After a breadline of rejected suggestions, mother allows daughter to convince her that the glaze is missing nothing at all. Nettie then lets Delia return to the front room, to whatever carnage of cross-examination that remains. But if the men have been probing delicacies that required her absence, it doesn’t show. Her father is asking the man she, well, call it loves, “Have you ever read Ulysses, by James Joyce?”

The scientist answers, “I think that writer was Homerus?”

Delia wheels and heads back into the kitchen. The sooner food is on the table, the faster the torture will end. On the way back to her mother’s kingdom, the thought occurs to her. Those monuments of white culture that her father assaults are not pilgrim stations, but pillboxes, strategic emplacements in a prolonged battle against an invading foreign power that doesn’t have the first notion of what’s being contested.

She rounds the corner of the kitchen into fresh disasters. Her mother stands by the stove, crying. Charles waves Delia over to inspect the damage. As Delia draws near, her brother turns on her. “How come you didn’t think about this before?”

“Think of what?”

Nettie Ellen raps the wooden spoon against the rim of the cook pot. “Nobody told me. Nobody told me not to.”
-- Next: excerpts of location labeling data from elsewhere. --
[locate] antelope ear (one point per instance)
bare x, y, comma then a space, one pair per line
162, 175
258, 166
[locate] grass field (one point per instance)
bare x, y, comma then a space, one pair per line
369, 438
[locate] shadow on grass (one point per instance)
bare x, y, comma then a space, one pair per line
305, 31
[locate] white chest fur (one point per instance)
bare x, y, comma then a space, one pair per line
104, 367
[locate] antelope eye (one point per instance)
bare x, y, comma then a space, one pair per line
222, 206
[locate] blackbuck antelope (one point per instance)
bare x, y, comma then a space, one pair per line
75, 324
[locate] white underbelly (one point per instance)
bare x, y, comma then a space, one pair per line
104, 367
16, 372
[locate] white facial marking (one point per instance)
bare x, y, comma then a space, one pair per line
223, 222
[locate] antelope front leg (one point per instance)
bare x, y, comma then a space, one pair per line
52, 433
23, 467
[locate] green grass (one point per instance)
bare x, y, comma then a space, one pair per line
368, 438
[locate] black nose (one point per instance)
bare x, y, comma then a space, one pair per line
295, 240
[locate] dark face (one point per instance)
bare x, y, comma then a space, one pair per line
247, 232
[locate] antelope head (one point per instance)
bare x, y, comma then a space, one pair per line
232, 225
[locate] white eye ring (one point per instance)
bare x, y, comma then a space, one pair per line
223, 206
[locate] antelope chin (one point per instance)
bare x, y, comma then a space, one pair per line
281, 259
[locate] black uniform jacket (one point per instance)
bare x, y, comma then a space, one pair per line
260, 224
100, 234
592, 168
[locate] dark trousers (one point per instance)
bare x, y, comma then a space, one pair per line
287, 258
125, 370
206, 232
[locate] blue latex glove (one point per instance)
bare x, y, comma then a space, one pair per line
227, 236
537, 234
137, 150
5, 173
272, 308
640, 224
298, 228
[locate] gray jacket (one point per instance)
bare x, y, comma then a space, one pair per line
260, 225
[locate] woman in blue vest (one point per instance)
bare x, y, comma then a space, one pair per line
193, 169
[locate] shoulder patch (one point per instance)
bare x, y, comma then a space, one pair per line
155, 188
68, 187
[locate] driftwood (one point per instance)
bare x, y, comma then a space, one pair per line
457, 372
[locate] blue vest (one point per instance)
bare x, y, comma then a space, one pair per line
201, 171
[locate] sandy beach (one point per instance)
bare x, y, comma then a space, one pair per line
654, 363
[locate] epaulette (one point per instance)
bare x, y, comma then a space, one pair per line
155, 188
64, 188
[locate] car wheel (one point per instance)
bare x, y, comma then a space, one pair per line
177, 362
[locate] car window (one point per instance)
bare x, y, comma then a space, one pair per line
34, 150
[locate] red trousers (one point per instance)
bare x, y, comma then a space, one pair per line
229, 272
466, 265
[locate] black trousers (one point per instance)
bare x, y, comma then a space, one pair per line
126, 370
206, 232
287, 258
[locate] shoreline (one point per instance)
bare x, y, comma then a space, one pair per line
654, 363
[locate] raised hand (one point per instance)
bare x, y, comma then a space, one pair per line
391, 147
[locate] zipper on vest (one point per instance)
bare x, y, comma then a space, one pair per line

“Now, Mama,” Charles rides her. “You know the Jewish people don’t eat pork. That’s all over the Bible.”

“Not my Bible.” Whatever provocations she has stirred into this recipe, this one wasn’t planned.

“You should have told her,” Charles scolds his sister. “How come you didn’t tell her?”
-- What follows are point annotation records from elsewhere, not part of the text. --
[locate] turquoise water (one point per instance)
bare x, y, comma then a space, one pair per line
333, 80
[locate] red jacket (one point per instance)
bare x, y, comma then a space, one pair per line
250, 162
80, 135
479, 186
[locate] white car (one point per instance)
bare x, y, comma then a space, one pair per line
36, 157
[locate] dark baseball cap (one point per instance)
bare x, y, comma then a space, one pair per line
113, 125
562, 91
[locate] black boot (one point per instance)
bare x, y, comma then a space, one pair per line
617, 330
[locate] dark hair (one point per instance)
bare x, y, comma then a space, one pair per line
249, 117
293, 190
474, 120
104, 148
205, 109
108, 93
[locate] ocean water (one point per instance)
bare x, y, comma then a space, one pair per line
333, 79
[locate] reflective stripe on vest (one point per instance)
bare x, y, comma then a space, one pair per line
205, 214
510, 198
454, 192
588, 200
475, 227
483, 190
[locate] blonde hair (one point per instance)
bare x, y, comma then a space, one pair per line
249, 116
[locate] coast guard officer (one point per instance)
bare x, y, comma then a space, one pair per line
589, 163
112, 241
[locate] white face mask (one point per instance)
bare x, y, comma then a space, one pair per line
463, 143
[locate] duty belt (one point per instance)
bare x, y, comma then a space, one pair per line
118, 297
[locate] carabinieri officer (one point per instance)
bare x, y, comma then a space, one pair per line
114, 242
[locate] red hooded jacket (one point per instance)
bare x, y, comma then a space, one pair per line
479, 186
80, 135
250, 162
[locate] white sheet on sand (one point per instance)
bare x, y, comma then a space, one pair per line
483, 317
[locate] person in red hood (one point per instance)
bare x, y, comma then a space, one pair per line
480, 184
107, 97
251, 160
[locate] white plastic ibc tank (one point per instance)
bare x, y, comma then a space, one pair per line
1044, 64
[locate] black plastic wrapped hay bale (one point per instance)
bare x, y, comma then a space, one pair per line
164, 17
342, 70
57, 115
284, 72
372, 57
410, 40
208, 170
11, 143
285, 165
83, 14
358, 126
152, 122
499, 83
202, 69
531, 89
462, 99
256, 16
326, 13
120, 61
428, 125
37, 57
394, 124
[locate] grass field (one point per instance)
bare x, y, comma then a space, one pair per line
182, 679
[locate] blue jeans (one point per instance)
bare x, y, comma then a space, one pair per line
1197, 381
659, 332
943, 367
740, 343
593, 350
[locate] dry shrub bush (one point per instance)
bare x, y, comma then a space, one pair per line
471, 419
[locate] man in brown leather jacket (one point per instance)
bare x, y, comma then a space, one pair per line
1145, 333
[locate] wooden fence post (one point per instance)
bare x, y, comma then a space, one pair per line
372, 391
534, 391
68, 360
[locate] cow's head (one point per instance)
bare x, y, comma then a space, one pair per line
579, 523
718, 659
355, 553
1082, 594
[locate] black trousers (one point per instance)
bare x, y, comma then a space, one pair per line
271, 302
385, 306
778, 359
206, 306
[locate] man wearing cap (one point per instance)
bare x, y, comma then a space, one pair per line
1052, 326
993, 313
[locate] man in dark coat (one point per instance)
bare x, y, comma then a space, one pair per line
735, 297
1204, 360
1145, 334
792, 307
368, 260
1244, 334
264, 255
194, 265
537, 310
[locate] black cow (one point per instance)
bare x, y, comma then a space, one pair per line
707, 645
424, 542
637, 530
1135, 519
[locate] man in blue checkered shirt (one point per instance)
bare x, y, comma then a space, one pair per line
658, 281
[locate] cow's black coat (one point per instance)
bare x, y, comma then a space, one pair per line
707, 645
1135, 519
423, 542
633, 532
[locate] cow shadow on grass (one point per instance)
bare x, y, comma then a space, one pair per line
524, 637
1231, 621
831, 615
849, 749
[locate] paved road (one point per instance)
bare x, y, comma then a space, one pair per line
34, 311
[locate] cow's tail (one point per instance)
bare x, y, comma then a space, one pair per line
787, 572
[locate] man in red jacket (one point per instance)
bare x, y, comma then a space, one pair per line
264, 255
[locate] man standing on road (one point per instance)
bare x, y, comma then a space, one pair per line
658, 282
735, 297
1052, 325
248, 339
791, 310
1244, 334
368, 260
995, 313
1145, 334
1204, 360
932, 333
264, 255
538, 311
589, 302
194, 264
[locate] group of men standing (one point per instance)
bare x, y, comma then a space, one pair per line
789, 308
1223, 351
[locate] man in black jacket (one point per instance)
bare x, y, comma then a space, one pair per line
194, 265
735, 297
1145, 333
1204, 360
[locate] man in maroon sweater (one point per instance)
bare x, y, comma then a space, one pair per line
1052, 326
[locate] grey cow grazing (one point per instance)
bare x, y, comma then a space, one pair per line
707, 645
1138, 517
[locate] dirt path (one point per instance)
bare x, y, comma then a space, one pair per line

Delia stands crumbling. She knows nothing of this man she’s dragged here. He doesn’t eat pork: Can that be? That weekly sustenance, a poison to him. What others? The man she brings home is all alleys and cellars, strange smells and closeted, robed rituals barred to her, rites that will keep her always on the far side of knowing, skullcaps and curls, silver engravings hung up in door frames, backward-flowing letters, five thousand years of formulas passed from father to son, codes and cabalas whose chief historical goal is to scare and exclude her. How much can she change her life? How much does she want to? The bird and the fish can fall in love, but they share no word remotely like nest.

Then she hears his voice from the other room: David. Her David. We are not born familiar. At best, familiar waits for us down the run of years. Familiar is what he can become to her only through life. But familiar to herself, already, looking on him.
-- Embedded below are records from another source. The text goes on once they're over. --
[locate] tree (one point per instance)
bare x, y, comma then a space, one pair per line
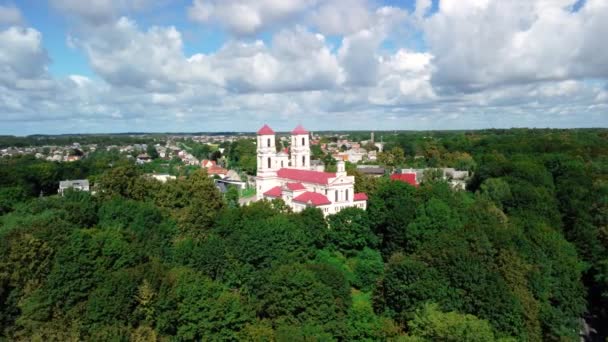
349, 231
390, 210
431, 324
152, 152
208, 311
232, 196
293, 294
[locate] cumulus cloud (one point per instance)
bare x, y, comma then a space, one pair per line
22, 58
10, 15
342, 17
482, 43
99, 12
245, 17
489, 63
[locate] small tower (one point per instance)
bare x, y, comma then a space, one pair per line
266, 151
340, 169
266, 148
300, 148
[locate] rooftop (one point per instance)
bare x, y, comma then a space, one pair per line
299, 130
265, 130
306, 176
313, 198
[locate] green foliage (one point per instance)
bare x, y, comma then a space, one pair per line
349, 231
431, 324
368, 267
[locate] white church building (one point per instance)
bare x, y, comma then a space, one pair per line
291, 177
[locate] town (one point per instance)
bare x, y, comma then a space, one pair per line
166, 157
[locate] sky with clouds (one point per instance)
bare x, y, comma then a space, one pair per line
74, 66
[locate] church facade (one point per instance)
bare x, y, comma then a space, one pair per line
291, 177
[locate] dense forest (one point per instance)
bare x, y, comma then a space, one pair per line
522, 255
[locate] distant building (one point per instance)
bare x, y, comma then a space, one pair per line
143, 158
300, 184
371, 170
77, 184
163, 178
409, 178
207, 163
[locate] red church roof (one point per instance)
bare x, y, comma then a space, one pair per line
313, 198
405, 177
265, 130
306, 176
299, 130
295, 186
274, 192
360, 196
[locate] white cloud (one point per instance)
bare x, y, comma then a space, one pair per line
245, 17
341, 17
99, 12
22, 57
483, 43
505, 64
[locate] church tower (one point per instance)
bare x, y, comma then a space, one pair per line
266, 151
300, 149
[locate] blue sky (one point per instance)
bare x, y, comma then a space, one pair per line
69, 66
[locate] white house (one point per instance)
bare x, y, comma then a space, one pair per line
300, 185
78, 184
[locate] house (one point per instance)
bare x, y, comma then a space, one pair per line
217, 170
292, 178
207, 163
78, 184
143, 158
163, 178
371, 170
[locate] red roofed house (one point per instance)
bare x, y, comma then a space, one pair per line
409, 178
207, 163
292, 178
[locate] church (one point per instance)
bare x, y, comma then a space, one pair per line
291, 177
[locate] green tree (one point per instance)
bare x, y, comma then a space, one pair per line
349, 231
431, 324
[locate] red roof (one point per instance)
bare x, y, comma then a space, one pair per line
265, 130
306, 176
295, 186
206, 162
405, 177
299, 130
313, 198
274, 192
216, 170
360, 196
There will be strangeness. They’ll hit places far more alien, gaps they cannot close. But this, at least, is not a fatal one. She rubs her mother’s back, between those thin-winged shoulder blades. “It’s all right, Mama.” Covert, and open, deliberate and secret sabotage: all of it, all right. The meat sauce will test the man harder than the meat source. Yet the meal is still a gift, steeped in all the flavors of indigestible difference. “It’s all right,” she repeats, soothing, petting. “A lot of people in his line of work? They’ll put anything in their mouths.”